Can AI Replace Cybersecurity Experts?
Can AI Replace Cybersecurity Experts?
A recent study conducted by researchers at Stanford University revealed that an AI-powered security agent is capable of competing with professional hackers — and even outperforming them in some scenarios — despite their extensive experience in the field of cybersecurity.
During the study, researchers tested an AI agent known as ARTEMIS in a direct head-to-head competition against ten carefully selected cybersecurity professionals. The agent achieved a notable result by finishing in second place, and it also succeeded in discovering security vulnerabilities that some of the human participants overlooked, particularly when handling multiple complex tasks simultaneously.
According to a report published by Business Insider, ARTEMIS spent approximately 16 hours scanning the public and private networks belonging to Stanford University's computer science department, analyzing thousands of devices for security weaknesses. By the end of the experiment, its performance surpassed that of most human testers, while also achieving this at a significantly lower operating cost.

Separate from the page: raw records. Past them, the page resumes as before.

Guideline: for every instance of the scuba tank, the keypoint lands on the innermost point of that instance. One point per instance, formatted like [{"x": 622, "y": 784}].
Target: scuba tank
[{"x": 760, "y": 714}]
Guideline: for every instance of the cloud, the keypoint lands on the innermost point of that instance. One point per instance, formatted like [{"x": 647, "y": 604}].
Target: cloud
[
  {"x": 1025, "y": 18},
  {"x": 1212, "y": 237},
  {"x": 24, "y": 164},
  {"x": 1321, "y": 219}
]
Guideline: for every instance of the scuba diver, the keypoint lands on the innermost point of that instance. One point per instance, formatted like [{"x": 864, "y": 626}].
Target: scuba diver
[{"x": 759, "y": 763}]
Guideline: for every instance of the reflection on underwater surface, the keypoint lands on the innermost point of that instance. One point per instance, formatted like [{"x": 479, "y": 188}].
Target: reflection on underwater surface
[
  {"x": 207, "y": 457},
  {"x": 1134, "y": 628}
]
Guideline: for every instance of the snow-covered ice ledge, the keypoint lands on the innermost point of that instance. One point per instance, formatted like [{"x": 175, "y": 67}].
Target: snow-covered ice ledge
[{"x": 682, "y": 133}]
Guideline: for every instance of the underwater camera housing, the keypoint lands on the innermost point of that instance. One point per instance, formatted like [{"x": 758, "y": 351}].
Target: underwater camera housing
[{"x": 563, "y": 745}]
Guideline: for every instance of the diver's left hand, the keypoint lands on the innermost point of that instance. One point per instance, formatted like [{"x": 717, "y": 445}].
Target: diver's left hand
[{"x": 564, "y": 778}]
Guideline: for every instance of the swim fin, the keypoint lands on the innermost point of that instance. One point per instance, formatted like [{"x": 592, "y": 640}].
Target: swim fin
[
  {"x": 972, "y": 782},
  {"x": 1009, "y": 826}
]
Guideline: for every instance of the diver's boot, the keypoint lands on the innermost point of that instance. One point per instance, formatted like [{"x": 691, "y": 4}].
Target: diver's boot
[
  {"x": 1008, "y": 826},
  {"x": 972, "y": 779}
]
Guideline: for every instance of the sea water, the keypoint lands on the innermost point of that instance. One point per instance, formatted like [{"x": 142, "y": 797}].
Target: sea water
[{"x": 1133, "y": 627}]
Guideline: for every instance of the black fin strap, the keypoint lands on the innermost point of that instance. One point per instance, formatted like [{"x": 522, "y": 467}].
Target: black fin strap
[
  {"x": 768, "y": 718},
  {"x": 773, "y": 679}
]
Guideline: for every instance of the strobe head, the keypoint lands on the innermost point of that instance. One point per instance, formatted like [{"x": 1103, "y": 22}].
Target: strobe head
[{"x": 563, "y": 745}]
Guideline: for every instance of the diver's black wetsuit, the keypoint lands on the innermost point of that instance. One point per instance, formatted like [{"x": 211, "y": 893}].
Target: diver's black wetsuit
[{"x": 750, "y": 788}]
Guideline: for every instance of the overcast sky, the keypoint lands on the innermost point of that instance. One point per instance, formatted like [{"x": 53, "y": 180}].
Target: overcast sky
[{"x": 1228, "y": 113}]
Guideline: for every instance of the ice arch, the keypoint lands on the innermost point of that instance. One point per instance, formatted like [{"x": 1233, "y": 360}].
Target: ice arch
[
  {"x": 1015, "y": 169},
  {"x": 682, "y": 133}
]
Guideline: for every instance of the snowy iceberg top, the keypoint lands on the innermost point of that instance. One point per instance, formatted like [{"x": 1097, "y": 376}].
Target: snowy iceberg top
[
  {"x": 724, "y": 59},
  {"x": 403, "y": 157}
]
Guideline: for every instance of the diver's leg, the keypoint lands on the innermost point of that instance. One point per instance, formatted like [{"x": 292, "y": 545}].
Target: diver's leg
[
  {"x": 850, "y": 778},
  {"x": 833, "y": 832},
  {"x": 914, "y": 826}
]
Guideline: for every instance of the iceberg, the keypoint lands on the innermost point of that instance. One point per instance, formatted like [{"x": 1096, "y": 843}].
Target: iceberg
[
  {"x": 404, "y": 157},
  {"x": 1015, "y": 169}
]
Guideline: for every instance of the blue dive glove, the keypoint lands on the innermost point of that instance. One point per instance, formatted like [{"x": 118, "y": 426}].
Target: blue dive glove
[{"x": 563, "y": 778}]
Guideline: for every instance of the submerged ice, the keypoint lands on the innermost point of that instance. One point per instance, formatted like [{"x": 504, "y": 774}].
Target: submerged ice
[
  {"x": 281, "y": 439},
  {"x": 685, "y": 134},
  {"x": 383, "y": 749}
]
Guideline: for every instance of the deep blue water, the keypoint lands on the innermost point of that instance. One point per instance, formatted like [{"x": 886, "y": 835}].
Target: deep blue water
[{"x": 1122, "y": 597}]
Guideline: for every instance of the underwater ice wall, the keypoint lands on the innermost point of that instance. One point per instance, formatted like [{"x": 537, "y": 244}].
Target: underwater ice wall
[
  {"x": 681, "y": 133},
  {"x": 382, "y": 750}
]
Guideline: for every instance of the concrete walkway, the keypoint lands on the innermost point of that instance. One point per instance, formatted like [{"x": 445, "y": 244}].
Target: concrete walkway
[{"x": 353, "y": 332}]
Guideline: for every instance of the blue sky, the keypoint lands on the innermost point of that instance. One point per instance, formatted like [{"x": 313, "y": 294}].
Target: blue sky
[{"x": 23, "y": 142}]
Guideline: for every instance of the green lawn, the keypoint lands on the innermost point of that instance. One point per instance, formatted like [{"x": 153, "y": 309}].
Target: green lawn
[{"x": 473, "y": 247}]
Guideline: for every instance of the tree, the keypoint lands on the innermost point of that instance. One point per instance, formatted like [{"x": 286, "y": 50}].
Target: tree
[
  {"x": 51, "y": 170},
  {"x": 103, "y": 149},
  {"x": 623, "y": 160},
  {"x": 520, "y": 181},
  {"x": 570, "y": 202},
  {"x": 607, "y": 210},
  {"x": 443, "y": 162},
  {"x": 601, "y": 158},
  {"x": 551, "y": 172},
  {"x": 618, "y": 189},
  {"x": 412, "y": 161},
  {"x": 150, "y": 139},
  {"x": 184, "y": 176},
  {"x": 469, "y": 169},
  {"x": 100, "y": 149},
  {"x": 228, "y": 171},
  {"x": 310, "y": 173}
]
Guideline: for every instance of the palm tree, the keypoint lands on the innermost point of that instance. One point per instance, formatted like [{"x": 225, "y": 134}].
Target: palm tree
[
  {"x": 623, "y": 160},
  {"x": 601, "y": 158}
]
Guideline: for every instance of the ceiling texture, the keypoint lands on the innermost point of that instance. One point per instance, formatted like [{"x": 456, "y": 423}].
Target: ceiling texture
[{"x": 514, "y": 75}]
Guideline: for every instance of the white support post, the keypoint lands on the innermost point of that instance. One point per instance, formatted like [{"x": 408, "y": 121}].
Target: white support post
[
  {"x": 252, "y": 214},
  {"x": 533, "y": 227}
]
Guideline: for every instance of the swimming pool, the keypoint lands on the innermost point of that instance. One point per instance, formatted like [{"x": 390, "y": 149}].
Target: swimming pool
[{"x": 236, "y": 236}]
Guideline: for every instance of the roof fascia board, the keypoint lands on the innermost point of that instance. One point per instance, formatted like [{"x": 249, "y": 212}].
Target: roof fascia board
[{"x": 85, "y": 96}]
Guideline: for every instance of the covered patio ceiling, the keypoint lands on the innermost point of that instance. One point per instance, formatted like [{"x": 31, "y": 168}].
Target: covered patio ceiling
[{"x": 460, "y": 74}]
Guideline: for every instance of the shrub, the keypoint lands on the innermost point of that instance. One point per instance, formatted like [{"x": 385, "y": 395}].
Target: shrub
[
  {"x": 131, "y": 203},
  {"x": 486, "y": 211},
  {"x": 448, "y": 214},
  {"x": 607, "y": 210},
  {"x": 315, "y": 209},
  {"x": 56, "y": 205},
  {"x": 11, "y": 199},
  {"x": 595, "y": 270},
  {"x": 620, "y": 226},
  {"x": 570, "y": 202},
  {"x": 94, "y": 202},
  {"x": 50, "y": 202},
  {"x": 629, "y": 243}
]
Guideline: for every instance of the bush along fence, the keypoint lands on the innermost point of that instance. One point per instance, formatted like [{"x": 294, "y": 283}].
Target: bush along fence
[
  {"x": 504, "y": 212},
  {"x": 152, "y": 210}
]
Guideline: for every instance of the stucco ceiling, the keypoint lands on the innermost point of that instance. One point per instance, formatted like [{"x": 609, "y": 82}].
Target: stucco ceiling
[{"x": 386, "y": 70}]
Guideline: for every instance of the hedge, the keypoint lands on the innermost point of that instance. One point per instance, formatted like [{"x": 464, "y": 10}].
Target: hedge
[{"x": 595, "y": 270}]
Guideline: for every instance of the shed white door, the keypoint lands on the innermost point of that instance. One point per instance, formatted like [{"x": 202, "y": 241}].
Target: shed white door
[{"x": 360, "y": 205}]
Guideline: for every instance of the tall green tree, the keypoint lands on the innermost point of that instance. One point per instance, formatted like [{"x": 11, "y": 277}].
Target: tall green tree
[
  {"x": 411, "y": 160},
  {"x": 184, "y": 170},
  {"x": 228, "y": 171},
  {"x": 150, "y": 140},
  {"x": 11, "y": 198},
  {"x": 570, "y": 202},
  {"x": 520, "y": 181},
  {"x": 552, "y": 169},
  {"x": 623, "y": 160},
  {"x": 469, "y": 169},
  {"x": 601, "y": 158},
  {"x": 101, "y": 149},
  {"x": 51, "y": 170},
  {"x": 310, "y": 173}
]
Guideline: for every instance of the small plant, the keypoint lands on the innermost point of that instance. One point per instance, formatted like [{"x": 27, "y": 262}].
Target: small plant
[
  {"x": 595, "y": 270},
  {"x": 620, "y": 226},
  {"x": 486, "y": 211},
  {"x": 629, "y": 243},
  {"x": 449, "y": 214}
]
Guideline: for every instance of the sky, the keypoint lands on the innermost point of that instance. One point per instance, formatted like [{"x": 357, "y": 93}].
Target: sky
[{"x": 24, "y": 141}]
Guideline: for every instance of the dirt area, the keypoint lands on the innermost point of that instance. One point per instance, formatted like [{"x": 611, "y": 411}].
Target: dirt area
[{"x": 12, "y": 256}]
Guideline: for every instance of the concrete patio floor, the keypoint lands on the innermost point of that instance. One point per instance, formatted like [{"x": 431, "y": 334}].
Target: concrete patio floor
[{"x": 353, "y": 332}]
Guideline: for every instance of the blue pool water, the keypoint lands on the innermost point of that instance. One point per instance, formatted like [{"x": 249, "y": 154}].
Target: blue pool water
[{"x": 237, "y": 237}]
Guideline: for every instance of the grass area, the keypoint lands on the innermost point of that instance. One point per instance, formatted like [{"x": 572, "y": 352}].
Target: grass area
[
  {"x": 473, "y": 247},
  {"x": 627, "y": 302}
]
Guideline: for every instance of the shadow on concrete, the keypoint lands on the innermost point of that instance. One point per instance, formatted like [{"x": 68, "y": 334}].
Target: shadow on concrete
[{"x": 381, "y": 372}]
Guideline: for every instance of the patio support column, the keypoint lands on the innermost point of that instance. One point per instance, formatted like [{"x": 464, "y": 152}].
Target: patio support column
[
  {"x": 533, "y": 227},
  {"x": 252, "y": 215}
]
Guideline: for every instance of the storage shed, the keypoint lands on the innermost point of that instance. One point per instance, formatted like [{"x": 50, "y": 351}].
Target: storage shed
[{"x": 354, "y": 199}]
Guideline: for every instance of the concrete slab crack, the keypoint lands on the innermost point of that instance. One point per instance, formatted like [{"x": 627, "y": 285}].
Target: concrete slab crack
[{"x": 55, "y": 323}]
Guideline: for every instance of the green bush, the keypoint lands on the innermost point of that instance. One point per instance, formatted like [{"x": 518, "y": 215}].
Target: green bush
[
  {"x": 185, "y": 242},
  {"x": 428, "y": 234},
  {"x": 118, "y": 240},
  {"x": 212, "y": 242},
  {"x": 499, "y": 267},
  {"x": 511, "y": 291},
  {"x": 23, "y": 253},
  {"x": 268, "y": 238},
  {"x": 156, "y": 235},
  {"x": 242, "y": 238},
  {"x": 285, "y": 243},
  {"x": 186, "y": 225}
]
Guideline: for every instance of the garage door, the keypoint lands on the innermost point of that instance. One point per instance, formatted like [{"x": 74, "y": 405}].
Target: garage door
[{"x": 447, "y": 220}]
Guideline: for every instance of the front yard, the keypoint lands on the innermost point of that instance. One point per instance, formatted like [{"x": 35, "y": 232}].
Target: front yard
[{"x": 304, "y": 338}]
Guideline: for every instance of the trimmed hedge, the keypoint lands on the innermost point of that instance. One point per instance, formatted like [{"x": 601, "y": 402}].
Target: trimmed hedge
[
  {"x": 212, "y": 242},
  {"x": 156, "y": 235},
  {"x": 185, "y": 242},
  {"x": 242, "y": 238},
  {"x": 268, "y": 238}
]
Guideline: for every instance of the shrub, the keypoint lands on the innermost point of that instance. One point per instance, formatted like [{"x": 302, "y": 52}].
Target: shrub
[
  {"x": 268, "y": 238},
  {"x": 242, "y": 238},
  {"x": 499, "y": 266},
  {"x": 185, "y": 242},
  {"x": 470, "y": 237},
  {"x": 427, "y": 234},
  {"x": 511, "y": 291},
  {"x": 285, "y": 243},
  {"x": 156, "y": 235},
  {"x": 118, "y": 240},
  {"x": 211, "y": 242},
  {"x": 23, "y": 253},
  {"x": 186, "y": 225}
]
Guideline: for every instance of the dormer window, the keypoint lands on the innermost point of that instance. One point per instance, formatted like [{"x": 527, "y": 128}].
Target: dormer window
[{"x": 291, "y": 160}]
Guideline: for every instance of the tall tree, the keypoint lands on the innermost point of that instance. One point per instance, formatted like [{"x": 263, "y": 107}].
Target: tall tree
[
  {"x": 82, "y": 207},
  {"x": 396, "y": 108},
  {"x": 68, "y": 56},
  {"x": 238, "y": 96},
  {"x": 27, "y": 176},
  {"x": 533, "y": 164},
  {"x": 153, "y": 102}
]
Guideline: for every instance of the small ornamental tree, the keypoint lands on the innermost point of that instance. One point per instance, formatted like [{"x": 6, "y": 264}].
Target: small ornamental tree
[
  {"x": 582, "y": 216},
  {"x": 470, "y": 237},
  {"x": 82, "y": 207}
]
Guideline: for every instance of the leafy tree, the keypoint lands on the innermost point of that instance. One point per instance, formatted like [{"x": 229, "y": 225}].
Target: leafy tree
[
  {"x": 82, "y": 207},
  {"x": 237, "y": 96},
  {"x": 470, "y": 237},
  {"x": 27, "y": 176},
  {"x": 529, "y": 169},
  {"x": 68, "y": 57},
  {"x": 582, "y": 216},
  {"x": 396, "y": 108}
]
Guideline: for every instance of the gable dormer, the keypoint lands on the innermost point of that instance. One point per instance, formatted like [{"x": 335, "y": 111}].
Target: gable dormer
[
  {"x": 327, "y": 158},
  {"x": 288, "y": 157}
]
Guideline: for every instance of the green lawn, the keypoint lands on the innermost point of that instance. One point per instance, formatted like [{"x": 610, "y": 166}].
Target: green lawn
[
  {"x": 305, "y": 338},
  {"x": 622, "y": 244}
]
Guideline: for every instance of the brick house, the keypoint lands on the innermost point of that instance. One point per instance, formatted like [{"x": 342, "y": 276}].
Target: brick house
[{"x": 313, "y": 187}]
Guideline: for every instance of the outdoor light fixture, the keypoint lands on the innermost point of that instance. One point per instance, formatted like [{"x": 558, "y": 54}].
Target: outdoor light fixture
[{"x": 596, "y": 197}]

The operating cost of ARTEMIS is approximately $18 per hour, compared to an average annual cost of $125,000 to employ a professional penetration tester. Even when compared to the most advanced AI agents, which cost around $59 per hour to operate, the cost remains lower than relying on a senior human expert.
Study Details
The study was led by a research team from Stanford University comprising Justin Lin, Eliot Jones, and Donovan Jasper, who are the developers of the ARTEMIS agent. The development of this system came after they observed that existing AI tools struggled to handle long and complex security tasks requiring sustained focus and in-depth analysis.
During the test, the AI agent was granted access to Stanford University's network, which comprises approximately 8,000 devices including servers, computers, and various smart systems. The human testers were asked to work for a minimum of ten hours, while ARTEMIS operated for up to 16 hours spread over two days. To ensure a fair comparison, the researchers based their analysis on only the first ten hours of the agent's performance against that of the human participants.
During this period, ARTEMIS managed to discover nine real security vulnerabilities, achieving an accuracy rate of 82% in the reports it submitted, outperforming nine out of ten human participants. Its discoveries also included vulnerabilities that some of the experts had failed to detect.
However, the performance was not without shortcomings. The Wall Street Journal noted that approximately 18% of the alerts issued by the agent were false positives. ARTEMIS also failed to detect an obvious vulnerability on one of the web pages — a flaw that most of the human testers were able to identify quickly.
The Dark Side of AI Advancement
On the other hand, the accelerating pace of AI development is raising growing concerns in the realm of cybersecurity. Tools built on this technology have lowered the technical barriers to carrying out cyberattacks and spreading disinformation, enabling criminals with limited expertise to conduct large-scale operations with unprecedented efficiency. With AI agents now steerable using simple natural language commands, causing significant harm has become accessible to a far broader range of users.
In this context, a report published by Anthropic revealed that entities linked to North Korea used the AI model Claude to obtain fake remote work positions inside major American technology companies, gaining access to sensitive internal systems. The report also indicated that another group from China exploited the same model to support cyberattacks targeting the telecommunications and agriculture sectors, as well as government entities in Vietnam.
In response to these threats, major AI companies have begun strengthening their protective measures. Microsoft has developed advanced tools to detect suspicious commands and unusual activity, while OpenAI employs warning mechanisms that alert users when AI agents attempt to access sensitive websites or systems, halting execution unless directly supervised.
Amid these developments, a number of cybersecurity experts are calling for stricter controls on the use of AI agents, including requiring prior human approval before executing high-risk actions — such as extracting sensitive data or accessing bank accounts — in order to curb misuse and reduce potential risks.
Between Opportunity and Threat: Where Does the Human Stand?
These developments show that AI is no longer merely a supporting tool in the field of cybersecurity — it has become a principal actor reshaping the balance of power between attackers and defenders. While it grants organizations unprecedented capabilities in monitoring, analysis, and rapid response, it simultaneously amplifies the danger of attacks when it falls into the wrong hands.
Yet practical experiments, such as the ARTEMIS case, clearly indicate that AI does not operate at peak efficiency in isolation — it achieves its best results when integrated with human expertise. Contextual judgment, risk assessment, and ethical decision-making remain elements that cannot be fully automated, regardless of how precise and computationally powerful the models become.
From this standpoint, the future of cybersecurity appears closer to a partnership model than a replacement one — where AI handles the labor-intensive and repetitive tasks, such as network scanning, log analysis, and pattern detection, while humans remain responsible for directing strategy, making final decisions, and understanding the broader dimensions and impact of an attack.
The Bottom Line
AI will not eliminate cybersecurity experts, but it will fundamentally transform the nature of their role. The specialist who fails to master working with these tools will find their relevance diminishing, while the expert who can leverage AI with awareness and deep understanding will become more valuable and impactful than ever before.
The battle is no longer between humans and machines — it is between those who know how to use AI intelligently… and those who do not.